Readings: Gold Fame Citrus and A Cure For Suicide

I finished Gold Fame Citrus by Claire Vaye Watkins this morning, and as much as it pains me to say this, I did not particularly enjoy it. Oh, Watkins is an amazing stylist, and her sentences are very finely wrought (see me gushing as I was just starting to read it), but as a whole it did not work for me. I mentioned that I had originally thought of this book as a sister book to Paolo Bacigalupi’s Water Knife, but what it really should be compared to is Station Eleven by Emily St. John Mandel. Yet where Watkins’s writing is much more beautiful on the micro-, sentence-level, St.
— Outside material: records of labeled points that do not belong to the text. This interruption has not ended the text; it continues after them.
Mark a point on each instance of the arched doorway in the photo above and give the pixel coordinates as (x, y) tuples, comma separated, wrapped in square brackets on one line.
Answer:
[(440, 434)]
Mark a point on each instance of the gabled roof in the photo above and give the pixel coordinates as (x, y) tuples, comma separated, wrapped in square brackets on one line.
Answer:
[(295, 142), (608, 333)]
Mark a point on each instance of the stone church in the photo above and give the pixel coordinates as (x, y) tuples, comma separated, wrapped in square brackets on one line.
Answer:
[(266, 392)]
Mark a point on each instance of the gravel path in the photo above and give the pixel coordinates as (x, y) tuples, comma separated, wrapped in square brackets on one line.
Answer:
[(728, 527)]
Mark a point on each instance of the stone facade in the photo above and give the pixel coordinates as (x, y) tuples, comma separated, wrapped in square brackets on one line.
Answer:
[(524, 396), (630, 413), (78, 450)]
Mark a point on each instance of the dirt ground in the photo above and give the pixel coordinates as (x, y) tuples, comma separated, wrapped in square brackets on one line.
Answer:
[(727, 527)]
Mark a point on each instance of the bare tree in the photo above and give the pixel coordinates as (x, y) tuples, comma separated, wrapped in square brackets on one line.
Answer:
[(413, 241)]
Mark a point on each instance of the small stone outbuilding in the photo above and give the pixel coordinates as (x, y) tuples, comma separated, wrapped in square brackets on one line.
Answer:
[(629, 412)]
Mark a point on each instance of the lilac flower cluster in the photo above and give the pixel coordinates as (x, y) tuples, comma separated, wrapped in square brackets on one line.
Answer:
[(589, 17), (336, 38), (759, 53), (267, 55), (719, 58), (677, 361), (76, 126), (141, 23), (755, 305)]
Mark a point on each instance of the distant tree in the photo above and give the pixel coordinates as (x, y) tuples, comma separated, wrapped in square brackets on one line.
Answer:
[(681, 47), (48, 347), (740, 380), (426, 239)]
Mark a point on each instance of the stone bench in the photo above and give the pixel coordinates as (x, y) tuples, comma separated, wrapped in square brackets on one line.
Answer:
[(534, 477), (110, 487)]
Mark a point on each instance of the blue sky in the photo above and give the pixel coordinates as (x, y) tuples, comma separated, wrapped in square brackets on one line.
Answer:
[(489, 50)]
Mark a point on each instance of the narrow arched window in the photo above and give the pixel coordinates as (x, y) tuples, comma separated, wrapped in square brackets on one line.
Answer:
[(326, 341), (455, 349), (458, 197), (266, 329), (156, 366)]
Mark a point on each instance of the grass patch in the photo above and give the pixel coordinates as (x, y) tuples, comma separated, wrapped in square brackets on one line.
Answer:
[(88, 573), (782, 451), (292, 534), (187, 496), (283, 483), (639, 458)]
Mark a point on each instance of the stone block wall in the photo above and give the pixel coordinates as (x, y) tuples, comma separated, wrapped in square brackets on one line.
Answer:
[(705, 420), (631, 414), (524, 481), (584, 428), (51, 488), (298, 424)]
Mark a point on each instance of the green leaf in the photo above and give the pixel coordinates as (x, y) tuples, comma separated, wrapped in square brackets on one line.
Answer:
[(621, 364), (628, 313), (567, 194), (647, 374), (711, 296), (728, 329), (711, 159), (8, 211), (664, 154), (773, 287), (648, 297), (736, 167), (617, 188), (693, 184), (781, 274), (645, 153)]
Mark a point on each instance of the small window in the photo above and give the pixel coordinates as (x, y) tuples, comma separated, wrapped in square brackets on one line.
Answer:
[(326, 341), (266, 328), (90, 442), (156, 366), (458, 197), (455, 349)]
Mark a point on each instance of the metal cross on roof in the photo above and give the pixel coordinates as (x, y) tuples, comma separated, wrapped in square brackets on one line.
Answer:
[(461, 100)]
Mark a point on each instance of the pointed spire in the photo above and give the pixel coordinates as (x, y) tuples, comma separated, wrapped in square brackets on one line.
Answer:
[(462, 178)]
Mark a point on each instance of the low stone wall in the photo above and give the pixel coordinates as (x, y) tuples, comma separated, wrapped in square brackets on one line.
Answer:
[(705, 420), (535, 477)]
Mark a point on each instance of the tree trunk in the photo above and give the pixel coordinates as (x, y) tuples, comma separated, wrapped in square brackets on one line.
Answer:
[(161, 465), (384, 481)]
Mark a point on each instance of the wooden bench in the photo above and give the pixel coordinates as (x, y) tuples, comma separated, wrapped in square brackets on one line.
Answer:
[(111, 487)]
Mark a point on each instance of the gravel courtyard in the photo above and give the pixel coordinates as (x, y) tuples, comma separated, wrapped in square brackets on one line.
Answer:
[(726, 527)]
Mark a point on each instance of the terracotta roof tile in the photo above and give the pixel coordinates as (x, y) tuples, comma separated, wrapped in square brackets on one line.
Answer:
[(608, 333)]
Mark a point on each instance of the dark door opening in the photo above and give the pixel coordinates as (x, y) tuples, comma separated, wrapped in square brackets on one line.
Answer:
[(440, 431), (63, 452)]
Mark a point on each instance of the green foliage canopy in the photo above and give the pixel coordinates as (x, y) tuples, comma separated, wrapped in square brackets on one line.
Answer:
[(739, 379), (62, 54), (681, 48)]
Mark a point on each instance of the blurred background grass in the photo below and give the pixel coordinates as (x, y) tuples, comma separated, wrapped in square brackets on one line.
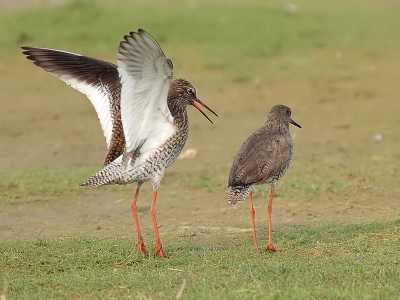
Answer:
[(230, 40)]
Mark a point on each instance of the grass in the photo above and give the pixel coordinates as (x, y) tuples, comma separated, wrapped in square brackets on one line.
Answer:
[(227, 45), (320, 262), (236, 44)]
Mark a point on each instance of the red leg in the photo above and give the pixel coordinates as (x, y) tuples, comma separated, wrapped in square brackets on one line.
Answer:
[(159, 250), (142, 248), (269, 245), (253, 224)]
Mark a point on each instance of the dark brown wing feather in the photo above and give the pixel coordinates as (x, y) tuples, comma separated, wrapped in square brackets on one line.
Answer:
[(93, 72), (262, 156)]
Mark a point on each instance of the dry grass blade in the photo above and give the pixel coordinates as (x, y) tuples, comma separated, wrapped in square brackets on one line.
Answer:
[(181, 289)]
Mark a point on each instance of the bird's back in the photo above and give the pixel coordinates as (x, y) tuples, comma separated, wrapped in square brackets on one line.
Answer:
[(263, 158)]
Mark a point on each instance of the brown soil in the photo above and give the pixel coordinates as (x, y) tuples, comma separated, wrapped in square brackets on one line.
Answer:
[(44, 123)]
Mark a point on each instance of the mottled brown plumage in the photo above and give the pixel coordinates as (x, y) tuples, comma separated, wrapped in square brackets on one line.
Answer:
[(95, 73), (141, 110), (264, 157)]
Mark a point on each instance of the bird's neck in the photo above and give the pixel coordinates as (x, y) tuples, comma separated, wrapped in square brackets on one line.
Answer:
[(277, 127)]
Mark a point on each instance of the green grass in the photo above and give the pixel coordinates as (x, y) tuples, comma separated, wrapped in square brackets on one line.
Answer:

John Mandel is just better at gestalt, at bringing it all together in a much more harmonious way.

As it got to the second part, Gold Fame Citrus got too disjointed, too weird but not weird enough. At one point I got a certain Canticle for Leibowitz vibe from it and was overjoyed, but somehow that did not go where I was hoping it would go. At another point, I thought this book would make a fine reread because occasionally it just refused to get into my head but left me with a hope of maybe giving it a second go. As I got closer to the end, however, I realized that I will probably never pick this book up again and finally, I started to think that maybe Claire Vaye Watkins is just better at shorter fiction. Well, I will always have Battleborn.
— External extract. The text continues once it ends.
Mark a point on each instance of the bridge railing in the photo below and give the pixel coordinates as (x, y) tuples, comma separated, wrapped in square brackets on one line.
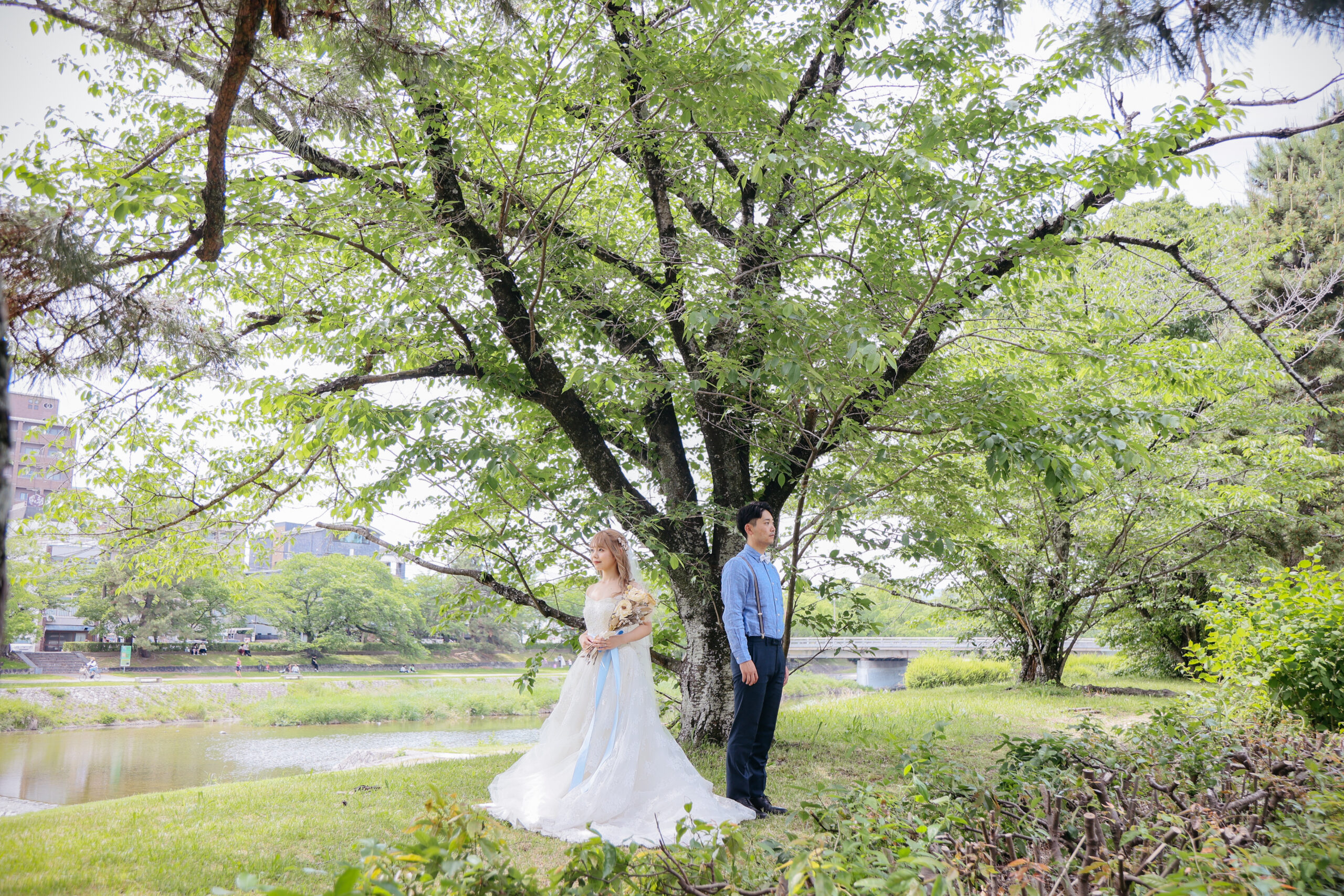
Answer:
[(906, 648)]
cure for suicideWith the second book I finished this past weekend, we have a case of perhaps too weird. Jesse Ball’s A Cure For Suicide is brilliant, but it did not surpass his Silence Once Begun for me. It had a good chance, though, because at one point his sentences seemed to come from my own internal monologue:

… I have never been the person I want to be. Even as a child, I was someone else. Every morning, for a lifetime — a lifetime! I have woken up in this body that I feel should not be my own in a situation not my own. Why should I not end this life.

A woman called the examiner comes to a village to meet a man called the claimant. The claimant was on the verge of death and is now supposed to recover under the guidance of the examiner. The claimant learns what a chair is for, how to dress himself, how to draw, how to interact with people. Eventually he is given a name.

A Cure For Suicide is a book about a life with no surprises (‘events are just events’), book about feelings told in an almost unfeeling, clinical tone. It’s about introverted avoidance, and yet also about empathy. At times it’s almost like a Socratic dialogue within a novel, philosophy within a fictional narrative. It doesn’t seem like it should be readable, but it is. In fact, the other day I was listening to So Many Damn Books podcast, and they were talking about how Jesse Ball’s books are perhaps best read in a single sitting. I didn’t quite manage one sitting, but I did it in two. I think the part with no paragraphs tripped me up. I know it sounds silly, but it jolted me and knocked me out of the book’s rhythm. I never regained it and sort of slogged through the last part of it.

I still say that Jesse Ball and Claire Vaye Watkins are among my favorite authors. I will still read the next thing they both write. It just didn’t work out this time.